CASA FERNANDOIS

El proyecto se concibe como una vivienda compacta de 60 m², donde la simplicidad formal y la eficiencia espacial definen el carácter de la propuesta. La casa se estructura bajo una cubierta a dos aguas continua, de extremo a extremo, que no solo unifica la imagen arquitectónica, sino que se transforma en el elemento principal que ordena el espacio y protege el habitar.

La orientación juega un rol fundamental en el diseño. La vivienda se abre hacia el norte, incorporando ventanales que permiten el ingreso generoso de luz natural y potencian las vistas, mientras que hacia el sur se disponen ventanas más pequeñas, optimizando el comportamiento térmico y reduciendo pérdidas energéticas. Esta estrategia refuerza una lógica de arquitectura pasiva, asegurando confort durante todo el año.
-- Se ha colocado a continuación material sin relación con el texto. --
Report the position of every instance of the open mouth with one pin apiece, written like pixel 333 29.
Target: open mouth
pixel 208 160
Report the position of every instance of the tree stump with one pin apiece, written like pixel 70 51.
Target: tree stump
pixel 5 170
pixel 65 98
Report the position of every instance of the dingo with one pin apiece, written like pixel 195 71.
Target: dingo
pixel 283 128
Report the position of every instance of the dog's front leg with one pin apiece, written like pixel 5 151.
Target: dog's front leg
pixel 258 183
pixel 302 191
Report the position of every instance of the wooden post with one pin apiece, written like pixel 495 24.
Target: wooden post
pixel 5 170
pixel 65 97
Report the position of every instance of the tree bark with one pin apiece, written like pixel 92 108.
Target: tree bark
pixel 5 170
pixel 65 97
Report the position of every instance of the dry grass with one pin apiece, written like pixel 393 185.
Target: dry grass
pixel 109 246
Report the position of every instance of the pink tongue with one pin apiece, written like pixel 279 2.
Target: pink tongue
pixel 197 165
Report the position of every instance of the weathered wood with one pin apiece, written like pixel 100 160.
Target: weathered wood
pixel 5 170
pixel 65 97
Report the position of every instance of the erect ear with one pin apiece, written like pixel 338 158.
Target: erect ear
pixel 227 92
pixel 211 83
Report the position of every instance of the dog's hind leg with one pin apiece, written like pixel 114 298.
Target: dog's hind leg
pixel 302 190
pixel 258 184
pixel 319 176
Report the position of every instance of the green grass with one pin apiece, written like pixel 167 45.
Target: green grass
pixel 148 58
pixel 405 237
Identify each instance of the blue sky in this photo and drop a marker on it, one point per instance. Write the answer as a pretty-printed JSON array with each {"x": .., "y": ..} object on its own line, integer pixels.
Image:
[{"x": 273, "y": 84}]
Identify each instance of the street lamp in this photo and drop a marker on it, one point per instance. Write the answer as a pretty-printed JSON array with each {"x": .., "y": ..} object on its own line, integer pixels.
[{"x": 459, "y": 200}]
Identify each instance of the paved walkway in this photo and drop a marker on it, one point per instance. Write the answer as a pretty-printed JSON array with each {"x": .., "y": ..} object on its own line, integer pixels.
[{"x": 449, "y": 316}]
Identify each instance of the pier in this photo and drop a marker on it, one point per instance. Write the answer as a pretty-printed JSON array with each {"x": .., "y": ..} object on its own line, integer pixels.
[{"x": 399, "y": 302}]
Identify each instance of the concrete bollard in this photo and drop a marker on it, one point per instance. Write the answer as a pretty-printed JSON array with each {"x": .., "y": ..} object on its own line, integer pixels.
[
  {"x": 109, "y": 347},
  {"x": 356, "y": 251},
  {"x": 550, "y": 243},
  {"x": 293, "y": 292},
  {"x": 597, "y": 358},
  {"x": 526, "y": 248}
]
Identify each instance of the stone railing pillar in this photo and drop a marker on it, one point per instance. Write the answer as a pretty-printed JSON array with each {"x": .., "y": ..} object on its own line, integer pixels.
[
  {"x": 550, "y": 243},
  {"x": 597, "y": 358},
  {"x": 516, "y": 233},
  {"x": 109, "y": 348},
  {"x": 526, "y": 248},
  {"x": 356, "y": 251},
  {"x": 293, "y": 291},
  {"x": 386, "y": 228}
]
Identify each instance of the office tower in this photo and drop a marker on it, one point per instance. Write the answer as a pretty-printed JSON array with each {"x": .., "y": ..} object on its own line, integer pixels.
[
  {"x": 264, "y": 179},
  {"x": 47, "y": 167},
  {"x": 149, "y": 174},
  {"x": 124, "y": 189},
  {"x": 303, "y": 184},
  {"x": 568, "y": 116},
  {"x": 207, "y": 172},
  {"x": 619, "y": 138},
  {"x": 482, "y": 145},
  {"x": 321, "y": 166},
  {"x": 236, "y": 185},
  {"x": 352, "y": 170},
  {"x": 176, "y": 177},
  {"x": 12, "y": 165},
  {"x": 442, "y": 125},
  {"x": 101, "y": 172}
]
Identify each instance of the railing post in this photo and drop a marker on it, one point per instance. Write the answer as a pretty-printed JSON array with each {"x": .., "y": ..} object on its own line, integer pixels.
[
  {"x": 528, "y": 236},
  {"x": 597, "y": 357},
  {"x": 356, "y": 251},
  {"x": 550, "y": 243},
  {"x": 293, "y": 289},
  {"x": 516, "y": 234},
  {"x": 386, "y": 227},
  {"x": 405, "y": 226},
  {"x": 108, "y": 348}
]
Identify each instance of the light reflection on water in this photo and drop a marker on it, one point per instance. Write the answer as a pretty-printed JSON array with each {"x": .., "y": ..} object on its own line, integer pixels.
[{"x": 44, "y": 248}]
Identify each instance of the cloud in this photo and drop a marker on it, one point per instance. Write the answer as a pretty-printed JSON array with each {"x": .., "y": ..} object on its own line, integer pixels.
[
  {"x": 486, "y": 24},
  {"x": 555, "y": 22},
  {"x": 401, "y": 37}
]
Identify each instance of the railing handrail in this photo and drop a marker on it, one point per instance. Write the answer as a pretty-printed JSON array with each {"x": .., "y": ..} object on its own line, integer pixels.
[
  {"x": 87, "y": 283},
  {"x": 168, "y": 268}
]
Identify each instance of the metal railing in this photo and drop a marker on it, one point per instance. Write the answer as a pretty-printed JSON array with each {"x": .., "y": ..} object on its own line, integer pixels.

La prolongación de la cubierta genera un gran alero, que protege el área exterior destinada a quincho y hot tub, permitiendo su uso incluso en invierno y fortaleciendo la relación entre interior y exterior. Este espacio cubierto amplía la superficie útil de la vivienda y transforma el exterior en una extensión natural del estar.

El programa se organiza de manera eficiente, contemplando en el primer nivel un estar–comedor–cocina integrados en un solo ambiente, junto a un dormitorio y un baño, resueltos con criterios de optimización espacial. Sobre este nivel, la mansarda se destina a dormitorio adicional, aprovechando la volumetría de la cubierta y generando una atmósfera acogedora y funcional.

En síntesis, esta casa de 60 m² demuestra que una arquitectura contenida puede ofrecer confort, carácter y conexión con el entorno, donde la cubierta, la orientación y el diseño eficiente permiten maximizar cada metro cuadrado, integrando interior y exterior en una propuesta simple, cálida y bien pensada.

“Pequeña en tamaño, grande en experiencia.”